1. Bezirk,Michaelerplatz 3
Zu Beginn des 20. Jahrhunderts plante die renommierte Schneiderfirma Goldman & Salatsch den Bau eines neuen Geschäftshauses. Ein Architekturwettbewerb wurde ausgelobt, doch keiner der eingereichten Entwürfe konnte die Jury überzeugen. So wurde im Jahr 1909 der Auftrag an den angesehenen Architekten Adolf Loos vergeben. Der im darauffolgenden Jahr fertiggestellte Rohbau erwies sich bald als Vorbote eines der grössten internationalen Architekturskandale. Loos verzichtete für die Fassade des Gebäudes gänzlich auf Ornamente – kein Fensterschmuck, keine Gesimse. Für den Archietekten waren Verzierungen nichts anderes als „eine Sünde“. Die Wiener Bevölkerung war bestürzt, wie soll so etwas „Gesichtsloses“ in den Verbund der Prachtbauten am Michaelerplatz und dann noch direkt gegenüber der Hofburg stehend passen?
Einer populären überlieferung zufolge soll sogar Kaiser Franz Joseph – obwohl er selbst eine Vorliebe für Schlichtheit hatte und dem Prunk entsgte – Loos‘ Gebäude so sehr abgelehnt haben, dass er die Vorhänge im gegenüberliegenden Michaelertrakt der Hofburg dauerhaft schliessen liess, um den Anblick des Neubaus zu meiden. Diese Anekdote ist zwar eher eine Legende, sie unterstreicht jedoch die allgemeine Abneigung, die dem Bauwerk entgegengebracht wurde. Ein Baustopp wurde schliesslich verhängt, aber 1912 wieder aufgehoben, nachdem Adolf Loos sich bereit erklärte, zumindest Blumenkästen aus Bronze an den Fenstern anzubringen. Zudem setzte sich der von den Wiener geschätzte Architekt Otto Wagner öffentlich für Loos und dessen avantgardistischen Stil ein, was zur Beruhigung der erhitzten Gemüter beitrug.
Das Sockelgeschoss des Gebäudes ist mit stark geädertem grünem Cipollinomarmor von der Insel Euböa verblendet, auch die vier massiven Rundsäulen, die den Bau tragen, bestehen aus demselben Material. Trotz der schlichten äusseren Erscheinung ist das von Loos vollständig entworfene Innere des Hauses mit den edelsten Materialien ausgestattet. Die Wände sind mit wertvollem Wurzelmahagoni und grossflächigen Spiegeln verkleidet, während die Lampen mit bewusst sichtbaren Glühbirnen sowie die Wandapplikationen und das Treppengeländer aus Messing gefertigt sind. Das Treppenhaus ist mit Marmorplatten verkleidet, der Innenhof ist weiss gefliest, im Stil eines Sichtbacksteinbaus. Die komplexe Raumaufteilung des Gebäudes, die damals nur dank der innovativen Stahlbetontechnik möglich war, wurde vom Wiener Baumeister Ernst Epstein gemeinsam mit Loos realisiert.
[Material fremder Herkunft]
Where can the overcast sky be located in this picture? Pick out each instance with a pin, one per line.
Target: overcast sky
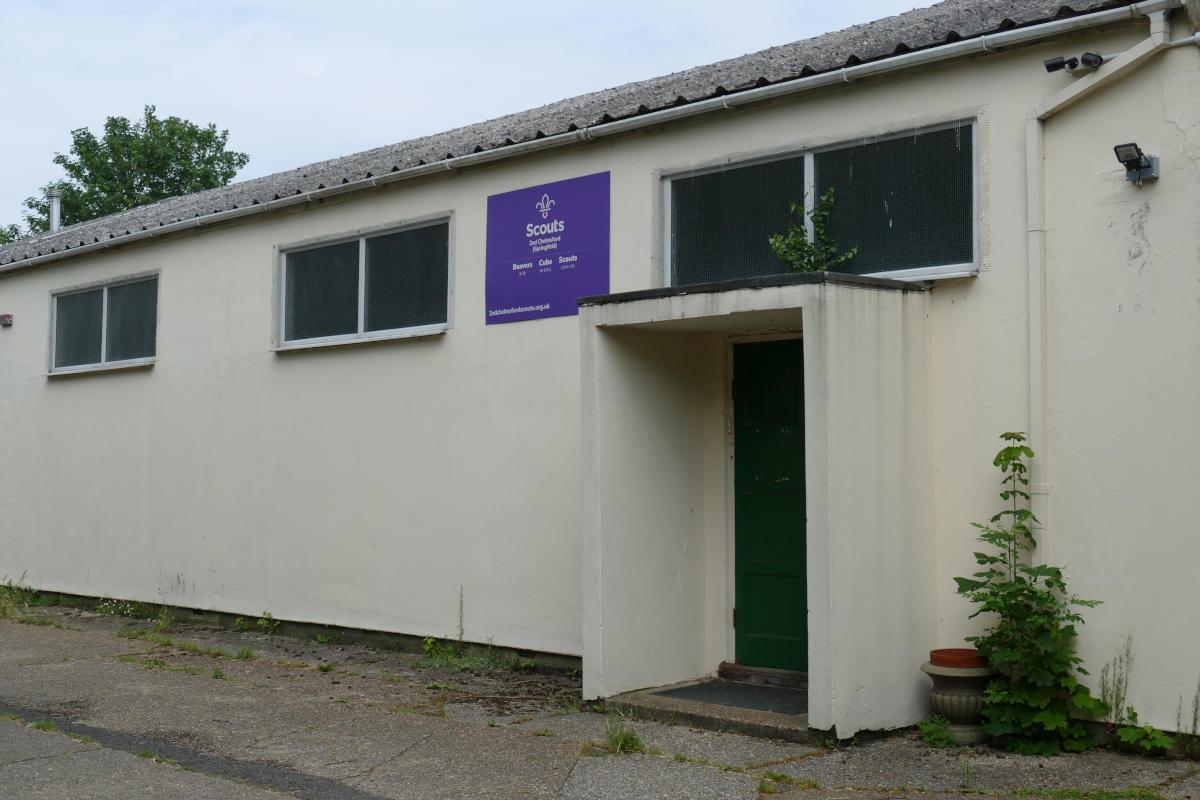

Über 30 Jahre hinweg sorgfältig restauriert
Nach dem Ersten Weltkrieg verschlechterte sich die Geschäftslage von Goldman & Salatsch zunehmend. In den 1920er-Jahren musste der Geschäftsinhaber Leopold Goldman Konkurs anmelden. Er, seine Frau Lillie, sein Sohn Fred und Schwiegersohn Emanuel Aufricht wurden im Zweiten Weltkrieg von den Nationalsozialisten ermordet. 1947 wurde das Looshaus unter Denkmalschutz gestellt. Ein erster Restaurierungsversuch der Fassade in den 1950er-Jahren misslang jedoch weitgehend, da Materialien minderer Qualität verwendet wurden.
1987 erwarb die Raiffeisenbank Wien das sogenannte „Haus ohne Augenbrauen“, wie es seit vielen Jahren im Volksmund genannt worden war. Ab 1989 wurde das Gebäude, das in den Jahrzehnten zuvor mehrfach verändert und an verschiedene Nutzungen angepasst worden war, umfassend renoviert und anhand von Loos‘ Plänen in den ursprünglichen Zustand zurückversetzt. Diese anspruchsvolle Restaurierung, die dank aussagekräftiger historischer Fotografien und einiger zufälliger Funde möglich war, erstreckte sich über einen Zeitraum von fast 30 Jahren und gelang hervorragend.